Toepassing van artikel 10 van het Besluit uitbreiding en beperking kring verzekerden [...] en beperking kring verzekerden volksverzekeringen 1999

[Regeling vervallen per 12-07-2007.]
Geraadpleegd op 28-03-2024.
Geldend van 13-04-2000 t/m 11-07-2007

Toepassing van artikel 10 van het Besluit uitbreiding en beperking kring verzekerden volksverzekeringen 1989/artikel 12 van het Besluit uitbreiding en beperking kring verzekerden volksverzekeringen 1999

De Directeur-Generaal voor Fiscale Zaken deelt namens de Staatssecretaris van Financiën het volgende mede.

In artikel 10, lid 1, van het Besluit uitbreiding en beperking kring verzekerden volksverzekeringen 1989 (vanaf 1 januari 1999: artikel 12 van het Besluit uitbreiding en beperking kring verzekerden volksverzekeringen 1999) is bepaald dat de persoon die in Nederland woont en die gedurende een aaneengesloten periode van tenminste drie maanden uitsluitend buiten Nederland arbeid verricht, niet verzekerd is op grond van de volksverzekeringen, tenzij die arbeid wordt verricht uit hoofde van een dienstbetrekking met een in Nederland wonende of gevestigde werkgever. Ingevolge het bepaalde in lid 2 van het genoemde artikel worden voor de vaststelling van de periode van drie maanden, bedoeld in het eerste lid, perioden gedurende welke de arbeid in het buitenland – onder meer wegens verlof – wordt onderbroken, beschouwd als perioden waarin uitsluitend buiten Nederland arbeid wordt verricht, tenzij tijdens deze perioden arbeid in Nederland wordt verricht.
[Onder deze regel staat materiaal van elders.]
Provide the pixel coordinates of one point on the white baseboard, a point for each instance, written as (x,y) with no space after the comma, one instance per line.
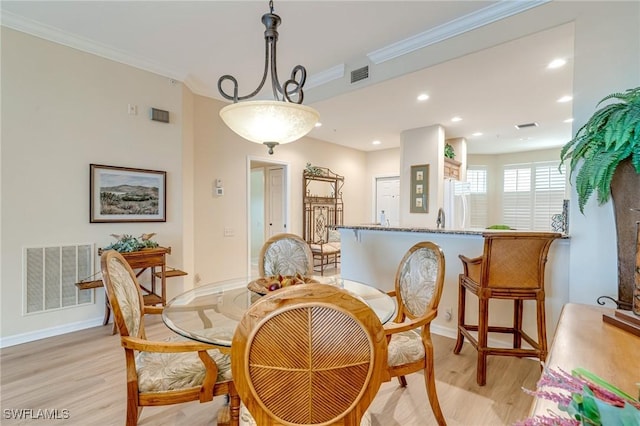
(18,339)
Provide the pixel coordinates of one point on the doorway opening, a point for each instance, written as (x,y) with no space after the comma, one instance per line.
(387,199)
(268,200)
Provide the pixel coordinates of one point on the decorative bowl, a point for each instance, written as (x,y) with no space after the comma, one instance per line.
(264,285)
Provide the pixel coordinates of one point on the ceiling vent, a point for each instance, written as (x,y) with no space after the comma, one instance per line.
(526,125)
(359,74)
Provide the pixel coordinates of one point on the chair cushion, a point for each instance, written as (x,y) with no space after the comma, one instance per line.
(405,347)
(326,248)
(247,420)
(160,371)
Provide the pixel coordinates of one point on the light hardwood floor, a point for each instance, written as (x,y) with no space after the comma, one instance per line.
(83,372)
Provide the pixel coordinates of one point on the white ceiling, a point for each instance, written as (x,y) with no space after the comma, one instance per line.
(198,41)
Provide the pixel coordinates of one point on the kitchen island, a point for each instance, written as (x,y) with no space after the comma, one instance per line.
(372,253)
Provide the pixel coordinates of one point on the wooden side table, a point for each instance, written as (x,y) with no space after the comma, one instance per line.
(584,340)
(153,259)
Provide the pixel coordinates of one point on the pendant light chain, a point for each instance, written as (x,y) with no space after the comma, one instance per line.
(291,91)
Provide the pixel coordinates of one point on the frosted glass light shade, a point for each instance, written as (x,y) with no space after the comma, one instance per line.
(269,121)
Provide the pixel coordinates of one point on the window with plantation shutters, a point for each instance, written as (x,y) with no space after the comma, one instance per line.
(549,194)
(478,199)
(532,193)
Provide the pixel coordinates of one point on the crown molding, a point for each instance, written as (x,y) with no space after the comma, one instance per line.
(37,29)
(323,77)
(471,21)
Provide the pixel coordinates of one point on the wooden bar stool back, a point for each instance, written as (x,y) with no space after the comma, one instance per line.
(511,267)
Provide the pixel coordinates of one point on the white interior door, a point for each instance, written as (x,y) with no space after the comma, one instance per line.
(276,218)
(388,199)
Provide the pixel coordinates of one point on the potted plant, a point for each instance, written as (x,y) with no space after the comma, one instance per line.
(605,153)
(611,135)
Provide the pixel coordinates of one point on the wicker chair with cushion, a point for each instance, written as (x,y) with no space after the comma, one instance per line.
(285,254)
(418,288)
(511,267)
(309,354)
(165,372)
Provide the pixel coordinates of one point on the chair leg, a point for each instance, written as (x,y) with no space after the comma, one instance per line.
(133,412)
(234,406)
(430,382)
(462,295)
(483,331)
(542,328)
(517,324)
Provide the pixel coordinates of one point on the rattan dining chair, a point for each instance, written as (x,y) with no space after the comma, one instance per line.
(161,372)
(285,254)
(418,288)
(511,267)
(306,355)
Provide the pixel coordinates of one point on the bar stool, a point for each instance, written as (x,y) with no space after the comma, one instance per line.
(511,267)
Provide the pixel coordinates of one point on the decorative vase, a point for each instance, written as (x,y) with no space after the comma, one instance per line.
(625,193)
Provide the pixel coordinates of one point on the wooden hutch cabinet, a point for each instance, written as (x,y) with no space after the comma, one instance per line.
(322,209)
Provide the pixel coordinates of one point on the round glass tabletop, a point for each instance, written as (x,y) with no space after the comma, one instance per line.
(210,313)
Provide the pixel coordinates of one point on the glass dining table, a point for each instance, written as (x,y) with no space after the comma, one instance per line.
(210,313)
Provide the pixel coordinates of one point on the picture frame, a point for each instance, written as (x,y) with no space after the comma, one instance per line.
(124,194)
(419,197)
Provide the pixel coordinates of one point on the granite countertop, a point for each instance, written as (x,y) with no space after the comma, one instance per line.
(376,227)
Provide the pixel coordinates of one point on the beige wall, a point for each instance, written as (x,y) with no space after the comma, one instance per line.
(68,109)
(383,163)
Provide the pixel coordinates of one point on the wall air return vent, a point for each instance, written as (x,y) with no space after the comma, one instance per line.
(526,125)
(359,74)
(50,277)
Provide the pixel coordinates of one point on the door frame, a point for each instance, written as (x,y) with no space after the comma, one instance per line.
(287,194)
(374,193)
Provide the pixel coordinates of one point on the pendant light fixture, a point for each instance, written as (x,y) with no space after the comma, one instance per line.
(274,122)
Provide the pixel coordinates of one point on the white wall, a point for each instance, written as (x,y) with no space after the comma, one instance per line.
(420,146)
(63,110)
(383,163)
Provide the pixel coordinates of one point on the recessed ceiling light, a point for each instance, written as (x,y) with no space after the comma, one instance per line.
(557,63)
(526,125)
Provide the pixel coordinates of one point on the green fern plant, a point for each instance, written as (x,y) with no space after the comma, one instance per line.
(611,135)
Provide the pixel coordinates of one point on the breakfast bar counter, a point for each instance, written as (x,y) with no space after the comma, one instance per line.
(372,253)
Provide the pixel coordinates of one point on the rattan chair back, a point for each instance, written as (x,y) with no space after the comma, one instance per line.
(285,254)
(308,354)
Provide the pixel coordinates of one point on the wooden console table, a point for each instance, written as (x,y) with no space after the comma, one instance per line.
(584,340)
(141,261)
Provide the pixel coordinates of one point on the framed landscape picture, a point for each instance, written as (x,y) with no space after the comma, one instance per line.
(419,198)
(122,194)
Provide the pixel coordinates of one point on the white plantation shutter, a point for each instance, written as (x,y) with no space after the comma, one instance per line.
(478,200)
(517,198)
(549,193)
(532,193)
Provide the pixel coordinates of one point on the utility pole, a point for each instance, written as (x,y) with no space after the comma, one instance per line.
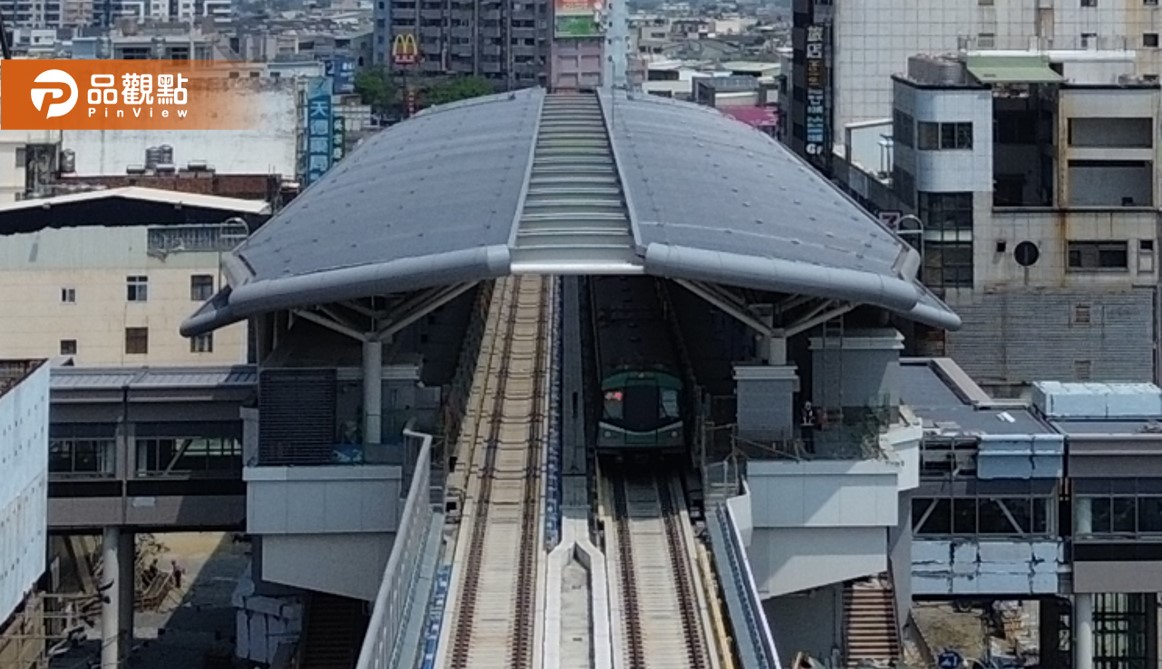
(5,48)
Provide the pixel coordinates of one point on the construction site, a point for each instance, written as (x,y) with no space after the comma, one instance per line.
(181,604)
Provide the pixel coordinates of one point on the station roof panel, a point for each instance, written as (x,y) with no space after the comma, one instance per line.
(446,180)
(438,200)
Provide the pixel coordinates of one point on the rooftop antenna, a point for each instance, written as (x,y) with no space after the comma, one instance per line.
(5,48)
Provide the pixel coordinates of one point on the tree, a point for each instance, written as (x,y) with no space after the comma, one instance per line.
(375,87)
(458,88)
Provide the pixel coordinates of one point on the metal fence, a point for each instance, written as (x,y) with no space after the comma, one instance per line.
(397,591)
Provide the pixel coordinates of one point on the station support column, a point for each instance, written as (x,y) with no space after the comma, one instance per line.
(117,551)
(1083,631)
(373,391)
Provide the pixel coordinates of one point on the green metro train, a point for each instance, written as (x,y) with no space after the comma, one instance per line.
(644,393)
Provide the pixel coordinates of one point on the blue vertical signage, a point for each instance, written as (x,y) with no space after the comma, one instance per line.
(320,129)
(342,71)
(816,117)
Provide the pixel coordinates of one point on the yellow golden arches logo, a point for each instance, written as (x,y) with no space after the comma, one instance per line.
(404,50)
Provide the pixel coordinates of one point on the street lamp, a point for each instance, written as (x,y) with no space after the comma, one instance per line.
(918,231)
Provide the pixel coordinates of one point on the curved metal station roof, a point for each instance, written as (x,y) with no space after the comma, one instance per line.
(526,182)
Het is mij gebleken dat in de praktijk onduidelijkheid bestaat over de vraag wanneer er – in gevallen van (concern)detachering – ten aanzien van inwoners van Nederland (in niet Verdrags- of Verordeningssituaties) sprake is van een dienstbetrekking met een in Nederland wonende of gevestigde werkgever alsmede over de vraag of, ingeval beurtelings in Nederland en in het buitenland arbeid wordt verricht met tussenliggend verlof, deze verlofperioden voor de toepassing van het tweede lid van het genoemde artikel aan de Nederlandse dan wel aan de buitenlandse werkperiode moeten worden toegerekend. Dienaangaande deel ik u, na overleg met de Staatssecretaris van Sociale Zaken en Werkgelegenheid en de Sociale Verzekeringsbank, het volgende mede.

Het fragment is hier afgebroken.